Before the AAR, the Applicant raised limited
issue in respect of compensation under Global Reservation Services (“GRS”)
agreement (one of the five agreements), as to whether the receipt was
chargeable to tax as FTS or Royalty?

 

The tax authority contended that the primary
issue was whether the hotel in India constituted a PE of Applicant and
consequently, whether all income streams, including GRS, was business income.
The Applicant contended that since the question raised was limited to FTS or
Royalty, AAR should not adjudicate on the existence of PE.

 

Held

 

(i) Power of AAR to deal with issues other
than questions raised

 

–  The activity of
the Applicant is integrated and cannot be split into one or the other. The five
agreements are part of a wholesome arrangement.

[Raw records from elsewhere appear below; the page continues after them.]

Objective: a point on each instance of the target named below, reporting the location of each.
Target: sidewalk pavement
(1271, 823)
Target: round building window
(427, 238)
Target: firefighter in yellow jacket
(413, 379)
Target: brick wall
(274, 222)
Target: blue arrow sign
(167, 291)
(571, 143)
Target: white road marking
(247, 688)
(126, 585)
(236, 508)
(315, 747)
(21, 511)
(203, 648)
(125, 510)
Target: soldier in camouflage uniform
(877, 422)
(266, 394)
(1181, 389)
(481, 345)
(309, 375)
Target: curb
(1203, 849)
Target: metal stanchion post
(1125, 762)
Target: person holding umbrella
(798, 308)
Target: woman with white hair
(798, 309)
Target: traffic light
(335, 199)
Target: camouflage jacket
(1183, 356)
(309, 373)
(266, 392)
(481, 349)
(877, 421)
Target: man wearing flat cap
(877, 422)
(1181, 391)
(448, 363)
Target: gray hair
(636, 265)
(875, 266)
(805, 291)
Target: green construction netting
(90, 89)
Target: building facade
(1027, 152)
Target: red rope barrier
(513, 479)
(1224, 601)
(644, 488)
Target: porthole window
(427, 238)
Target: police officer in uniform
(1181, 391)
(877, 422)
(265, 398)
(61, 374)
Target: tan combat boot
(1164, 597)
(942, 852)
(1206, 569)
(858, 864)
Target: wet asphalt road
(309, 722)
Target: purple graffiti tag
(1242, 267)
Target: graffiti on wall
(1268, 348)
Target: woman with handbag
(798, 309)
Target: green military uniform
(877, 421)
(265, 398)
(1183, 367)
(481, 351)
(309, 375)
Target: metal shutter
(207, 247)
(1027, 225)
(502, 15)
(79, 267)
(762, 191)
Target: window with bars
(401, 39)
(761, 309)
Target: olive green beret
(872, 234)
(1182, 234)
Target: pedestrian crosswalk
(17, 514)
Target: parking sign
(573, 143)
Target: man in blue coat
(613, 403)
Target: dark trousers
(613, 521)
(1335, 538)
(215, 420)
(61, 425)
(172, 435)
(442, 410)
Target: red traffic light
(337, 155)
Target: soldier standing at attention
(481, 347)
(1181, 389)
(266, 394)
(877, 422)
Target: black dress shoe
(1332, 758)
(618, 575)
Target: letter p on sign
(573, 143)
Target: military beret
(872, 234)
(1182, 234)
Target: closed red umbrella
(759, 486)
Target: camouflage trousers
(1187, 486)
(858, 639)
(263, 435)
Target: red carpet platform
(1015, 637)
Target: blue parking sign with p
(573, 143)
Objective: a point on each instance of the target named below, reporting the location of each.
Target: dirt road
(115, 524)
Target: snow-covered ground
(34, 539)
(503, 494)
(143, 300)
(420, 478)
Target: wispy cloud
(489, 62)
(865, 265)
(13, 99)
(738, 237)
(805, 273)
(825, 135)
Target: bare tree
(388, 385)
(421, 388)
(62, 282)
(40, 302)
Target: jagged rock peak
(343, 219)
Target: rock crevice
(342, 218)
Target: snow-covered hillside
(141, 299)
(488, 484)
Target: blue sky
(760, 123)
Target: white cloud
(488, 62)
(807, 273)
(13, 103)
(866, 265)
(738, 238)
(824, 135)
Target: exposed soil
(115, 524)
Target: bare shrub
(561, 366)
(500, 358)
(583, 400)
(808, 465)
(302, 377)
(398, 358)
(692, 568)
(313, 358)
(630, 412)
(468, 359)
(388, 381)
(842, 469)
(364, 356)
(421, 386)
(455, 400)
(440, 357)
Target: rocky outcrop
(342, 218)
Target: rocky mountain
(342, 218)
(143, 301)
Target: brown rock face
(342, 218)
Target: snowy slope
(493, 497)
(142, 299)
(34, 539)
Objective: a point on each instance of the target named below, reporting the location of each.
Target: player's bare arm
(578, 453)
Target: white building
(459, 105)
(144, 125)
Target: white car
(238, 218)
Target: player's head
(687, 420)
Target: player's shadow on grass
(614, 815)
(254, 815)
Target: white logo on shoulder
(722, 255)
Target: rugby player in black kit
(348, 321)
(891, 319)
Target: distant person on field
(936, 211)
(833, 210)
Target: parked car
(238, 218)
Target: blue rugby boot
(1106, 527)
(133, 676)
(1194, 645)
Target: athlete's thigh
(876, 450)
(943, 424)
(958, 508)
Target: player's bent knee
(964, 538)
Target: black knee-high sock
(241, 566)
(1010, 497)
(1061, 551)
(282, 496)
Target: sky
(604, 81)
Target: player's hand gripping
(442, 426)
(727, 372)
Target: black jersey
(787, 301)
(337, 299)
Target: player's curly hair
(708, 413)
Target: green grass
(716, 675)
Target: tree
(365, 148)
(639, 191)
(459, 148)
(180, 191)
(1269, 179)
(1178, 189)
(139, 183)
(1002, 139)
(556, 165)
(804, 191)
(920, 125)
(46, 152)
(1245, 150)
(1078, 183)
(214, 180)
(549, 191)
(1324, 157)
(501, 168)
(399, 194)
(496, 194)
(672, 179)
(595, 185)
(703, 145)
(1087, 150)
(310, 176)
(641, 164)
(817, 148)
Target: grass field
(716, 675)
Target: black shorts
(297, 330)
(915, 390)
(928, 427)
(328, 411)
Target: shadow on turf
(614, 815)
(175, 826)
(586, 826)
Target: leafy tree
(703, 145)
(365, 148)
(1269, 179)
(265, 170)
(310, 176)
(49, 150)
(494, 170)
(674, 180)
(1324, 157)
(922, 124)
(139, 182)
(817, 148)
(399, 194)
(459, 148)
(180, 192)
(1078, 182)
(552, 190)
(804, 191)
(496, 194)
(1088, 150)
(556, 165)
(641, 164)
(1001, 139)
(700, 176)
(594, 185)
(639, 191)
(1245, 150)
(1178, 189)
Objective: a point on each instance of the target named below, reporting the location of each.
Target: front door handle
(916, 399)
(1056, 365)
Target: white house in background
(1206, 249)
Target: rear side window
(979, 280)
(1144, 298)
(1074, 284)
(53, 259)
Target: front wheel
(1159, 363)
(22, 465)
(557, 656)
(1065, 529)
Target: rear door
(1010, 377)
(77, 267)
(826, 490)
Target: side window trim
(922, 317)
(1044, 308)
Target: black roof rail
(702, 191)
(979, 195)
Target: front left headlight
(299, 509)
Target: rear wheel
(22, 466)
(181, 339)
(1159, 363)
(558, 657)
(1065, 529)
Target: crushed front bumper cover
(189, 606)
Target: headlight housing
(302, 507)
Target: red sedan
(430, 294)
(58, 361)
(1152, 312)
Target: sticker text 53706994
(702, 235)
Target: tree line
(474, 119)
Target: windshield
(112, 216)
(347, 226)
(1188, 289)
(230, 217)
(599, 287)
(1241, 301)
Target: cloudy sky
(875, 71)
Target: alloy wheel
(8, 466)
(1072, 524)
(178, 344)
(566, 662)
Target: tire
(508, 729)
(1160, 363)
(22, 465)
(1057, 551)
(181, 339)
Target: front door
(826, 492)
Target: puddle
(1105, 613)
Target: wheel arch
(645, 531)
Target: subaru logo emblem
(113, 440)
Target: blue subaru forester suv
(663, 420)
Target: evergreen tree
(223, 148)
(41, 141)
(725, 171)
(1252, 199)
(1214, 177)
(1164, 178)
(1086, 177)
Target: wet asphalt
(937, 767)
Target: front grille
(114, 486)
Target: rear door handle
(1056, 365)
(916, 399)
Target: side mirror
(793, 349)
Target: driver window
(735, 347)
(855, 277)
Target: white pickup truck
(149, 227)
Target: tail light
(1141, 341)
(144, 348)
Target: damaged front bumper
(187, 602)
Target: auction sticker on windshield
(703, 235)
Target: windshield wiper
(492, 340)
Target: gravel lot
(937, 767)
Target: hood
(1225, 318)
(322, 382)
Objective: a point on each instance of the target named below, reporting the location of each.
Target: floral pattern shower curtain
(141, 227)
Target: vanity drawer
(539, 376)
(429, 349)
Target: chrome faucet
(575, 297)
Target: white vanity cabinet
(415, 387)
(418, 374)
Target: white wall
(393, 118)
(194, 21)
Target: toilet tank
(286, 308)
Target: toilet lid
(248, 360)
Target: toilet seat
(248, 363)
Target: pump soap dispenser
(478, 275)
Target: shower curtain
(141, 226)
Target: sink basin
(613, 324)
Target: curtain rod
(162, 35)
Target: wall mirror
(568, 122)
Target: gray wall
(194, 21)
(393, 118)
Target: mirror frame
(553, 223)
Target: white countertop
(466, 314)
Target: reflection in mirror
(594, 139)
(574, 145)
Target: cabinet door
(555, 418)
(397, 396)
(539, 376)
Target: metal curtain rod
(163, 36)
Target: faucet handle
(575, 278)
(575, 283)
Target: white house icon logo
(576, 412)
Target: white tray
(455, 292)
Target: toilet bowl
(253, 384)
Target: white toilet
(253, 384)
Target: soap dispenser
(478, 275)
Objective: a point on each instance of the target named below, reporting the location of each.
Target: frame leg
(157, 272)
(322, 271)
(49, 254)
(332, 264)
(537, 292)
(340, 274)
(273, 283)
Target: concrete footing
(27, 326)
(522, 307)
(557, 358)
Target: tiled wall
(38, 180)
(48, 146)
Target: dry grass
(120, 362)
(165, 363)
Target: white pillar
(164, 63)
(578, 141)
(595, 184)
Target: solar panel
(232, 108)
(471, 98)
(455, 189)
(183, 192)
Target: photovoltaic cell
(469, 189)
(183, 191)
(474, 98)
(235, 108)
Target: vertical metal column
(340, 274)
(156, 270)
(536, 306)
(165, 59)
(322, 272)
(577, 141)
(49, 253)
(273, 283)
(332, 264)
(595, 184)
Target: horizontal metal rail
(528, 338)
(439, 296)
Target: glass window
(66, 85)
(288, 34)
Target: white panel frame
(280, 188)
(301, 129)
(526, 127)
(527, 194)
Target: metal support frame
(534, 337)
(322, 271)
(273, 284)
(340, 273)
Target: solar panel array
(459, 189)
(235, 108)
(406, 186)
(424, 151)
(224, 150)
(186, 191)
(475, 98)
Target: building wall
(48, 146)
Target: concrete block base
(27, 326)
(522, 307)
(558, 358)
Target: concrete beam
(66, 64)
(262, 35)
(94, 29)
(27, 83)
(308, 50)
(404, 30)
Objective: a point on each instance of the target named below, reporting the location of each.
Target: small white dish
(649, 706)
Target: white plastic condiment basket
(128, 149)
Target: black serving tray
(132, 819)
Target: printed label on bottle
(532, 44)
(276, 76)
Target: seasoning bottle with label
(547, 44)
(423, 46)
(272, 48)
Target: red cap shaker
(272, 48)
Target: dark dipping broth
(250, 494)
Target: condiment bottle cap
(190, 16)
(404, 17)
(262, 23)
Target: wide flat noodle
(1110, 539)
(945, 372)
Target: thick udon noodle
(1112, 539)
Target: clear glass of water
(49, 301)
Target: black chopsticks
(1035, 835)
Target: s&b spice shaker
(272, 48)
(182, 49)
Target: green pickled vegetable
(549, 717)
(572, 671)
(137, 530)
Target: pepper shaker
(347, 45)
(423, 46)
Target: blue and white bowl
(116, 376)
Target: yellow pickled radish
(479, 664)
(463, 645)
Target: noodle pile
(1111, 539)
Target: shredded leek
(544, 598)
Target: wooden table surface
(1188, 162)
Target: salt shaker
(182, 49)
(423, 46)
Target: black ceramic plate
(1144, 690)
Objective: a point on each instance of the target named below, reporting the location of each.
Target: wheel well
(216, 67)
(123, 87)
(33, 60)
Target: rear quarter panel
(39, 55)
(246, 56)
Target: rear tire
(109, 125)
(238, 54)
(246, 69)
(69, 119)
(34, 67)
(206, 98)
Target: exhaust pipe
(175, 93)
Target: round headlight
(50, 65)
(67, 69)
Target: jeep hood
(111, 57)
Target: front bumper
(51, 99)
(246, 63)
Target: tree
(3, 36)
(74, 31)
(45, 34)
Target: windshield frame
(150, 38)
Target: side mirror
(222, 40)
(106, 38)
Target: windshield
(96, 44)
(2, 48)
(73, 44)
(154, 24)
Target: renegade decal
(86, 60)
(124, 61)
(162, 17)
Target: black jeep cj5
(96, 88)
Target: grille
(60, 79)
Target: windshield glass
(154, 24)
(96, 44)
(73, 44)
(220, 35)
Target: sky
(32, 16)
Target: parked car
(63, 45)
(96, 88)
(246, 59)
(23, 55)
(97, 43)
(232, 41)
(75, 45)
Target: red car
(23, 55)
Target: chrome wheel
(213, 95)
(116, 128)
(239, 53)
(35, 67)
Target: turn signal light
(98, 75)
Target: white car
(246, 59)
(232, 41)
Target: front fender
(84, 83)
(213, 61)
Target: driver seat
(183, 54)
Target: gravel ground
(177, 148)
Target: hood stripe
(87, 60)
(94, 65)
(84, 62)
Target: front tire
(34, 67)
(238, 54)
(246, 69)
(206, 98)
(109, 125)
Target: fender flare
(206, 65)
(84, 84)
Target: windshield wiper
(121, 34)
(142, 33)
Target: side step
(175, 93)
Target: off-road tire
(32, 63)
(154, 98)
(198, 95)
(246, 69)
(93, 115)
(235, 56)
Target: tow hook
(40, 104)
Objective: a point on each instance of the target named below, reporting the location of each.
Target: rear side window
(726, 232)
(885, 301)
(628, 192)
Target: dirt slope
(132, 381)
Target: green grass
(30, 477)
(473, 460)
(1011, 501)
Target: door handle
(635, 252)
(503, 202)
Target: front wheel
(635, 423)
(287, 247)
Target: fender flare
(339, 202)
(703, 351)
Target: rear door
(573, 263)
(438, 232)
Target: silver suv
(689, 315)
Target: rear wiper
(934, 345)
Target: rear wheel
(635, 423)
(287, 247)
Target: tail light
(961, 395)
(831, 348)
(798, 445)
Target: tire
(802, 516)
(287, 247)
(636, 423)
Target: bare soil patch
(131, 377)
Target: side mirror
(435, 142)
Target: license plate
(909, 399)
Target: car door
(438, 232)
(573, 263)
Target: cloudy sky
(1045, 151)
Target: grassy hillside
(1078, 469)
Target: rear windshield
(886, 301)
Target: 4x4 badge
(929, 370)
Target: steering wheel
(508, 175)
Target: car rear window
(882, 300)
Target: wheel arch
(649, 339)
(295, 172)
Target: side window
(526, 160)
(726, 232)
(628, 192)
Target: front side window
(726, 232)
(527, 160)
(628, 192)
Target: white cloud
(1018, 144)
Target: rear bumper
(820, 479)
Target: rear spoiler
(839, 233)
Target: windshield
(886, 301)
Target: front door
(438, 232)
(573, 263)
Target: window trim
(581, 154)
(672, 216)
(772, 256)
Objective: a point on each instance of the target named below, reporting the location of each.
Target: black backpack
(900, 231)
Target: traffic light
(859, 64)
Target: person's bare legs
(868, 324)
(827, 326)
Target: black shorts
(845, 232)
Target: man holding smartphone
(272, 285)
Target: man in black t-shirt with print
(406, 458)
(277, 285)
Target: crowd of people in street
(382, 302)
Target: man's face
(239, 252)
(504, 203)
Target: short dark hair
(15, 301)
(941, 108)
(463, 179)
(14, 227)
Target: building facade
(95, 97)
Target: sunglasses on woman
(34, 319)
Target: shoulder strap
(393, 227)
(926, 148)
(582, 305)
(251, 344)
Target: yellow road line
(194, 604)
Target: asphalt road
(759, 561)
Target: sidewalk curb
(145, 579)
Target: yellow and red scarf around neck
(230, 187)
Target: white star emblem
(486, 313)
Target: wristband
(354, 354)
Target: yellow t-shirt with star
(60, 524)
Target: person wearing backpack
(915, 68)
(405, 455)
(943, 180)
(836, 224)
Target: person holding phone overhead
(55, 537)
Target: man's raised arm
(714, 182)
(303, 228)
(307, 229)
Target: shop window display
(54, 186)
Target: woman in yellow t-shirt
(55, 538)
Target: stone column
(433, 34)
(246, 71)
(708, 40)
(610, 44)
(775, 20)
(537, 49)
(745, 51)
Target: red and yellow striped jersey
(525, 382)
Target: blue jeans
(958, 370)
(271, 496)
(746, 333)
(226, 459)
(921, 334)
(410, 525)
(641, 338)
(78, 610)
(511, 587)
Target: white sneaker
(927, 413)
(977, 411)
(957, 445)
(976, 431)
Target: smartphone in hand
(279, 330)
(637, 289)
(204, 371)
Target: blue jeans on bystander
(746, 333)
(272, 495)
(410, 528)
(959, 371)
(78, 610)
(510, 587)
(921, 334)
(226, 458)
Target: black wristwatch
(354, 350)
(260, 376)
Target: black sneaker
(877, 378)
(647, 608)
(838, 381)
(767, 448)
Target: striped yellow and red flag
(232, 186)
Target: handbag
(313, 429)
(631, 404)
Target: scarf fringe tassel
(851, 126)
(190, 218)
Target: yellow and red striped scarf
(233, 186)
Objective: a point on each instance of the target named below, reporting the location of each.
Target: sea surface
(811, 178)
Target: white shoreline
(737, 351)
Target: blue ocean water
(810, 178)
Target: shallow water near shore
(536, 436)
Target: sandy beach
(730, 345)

Hence, even though the issue
raised was on taxability of income under GRS agreement, it cannot be viewed on
standalone basis.

 

–  Rule 12 of the
AAR (Procedure) Rules, 1996 provides that the AAR “shall at its discretion
considered all aspects of the questions set forth
”. Hence, ruling only on
certain income stream and leaving other income streams open for regular
assessment will render the exercise of approaching AAR futile.

 

(ii) Constitution of fixed place PE

 

–  In Formula
One World Championship Ltd vs. CIT [2017] 394 ITR 80 (SC)
, it is held that
fulfilment of following three conditions constitutes a fixed place PE:

 

(a)  Existence of a fixed place.

 

(b)  Such fixed place being at the disposal of
non-resident.

 

(c)  Non-resident carrying on its business, wholly
or partly, through such fixed place.

 

    In the case of the
Applicant:

 

(a)  The hotel was a fixed place.

 

(b)  Perusal of various clauses of all the
agreements shows that the hotel was at the disposal of the Applicant. After
completion of the hotel, its operation and management was not only the
responsibility of the Applicant but ICo had undertaken that it will not
interfere in exercise of exclusive authority of the Applicant over such
operation and management. Every operational right vested in the Applicant and
ICo was even barred from directly contacting any hotel staff. Core functions
such as sales, marketing, reservation, etc. were out sourced to the
Applicant.

 

(c)  The business of the Applicant was operation
and management of the hotel and it had earned income through the different
agreements. The Applicant was carrying on all the activities from the hotel.
The relationship between the Applicant and ICo was that of
principal-to-principal and not principal-to-agent.

 

Since all the
three conditions were fulfilled in case of the Applicant, hotel in India
constituted fixed place PE of
the Applicant.

 

(iii) 
Whether GRS income was FTS or Royalty?

 

Hotel in India
constituted fixed place PE of the Applicant. The income under the agreements
was attributable to the fixed place PE of the Applicant. Since such income will
be taxable as ‘business profits’, the question whether it can be characterized
as FTS or Royalty is academic.

 

–  Even assuming
that it is characterized as FTS or royalty, having regard to Article 12(4) of
India-Luxembourg DTAA, it would be taxable as ‘business profits’ under Article
7.

 

–  Consequently,
provisions of section 9(1)(i) of the Act will apply.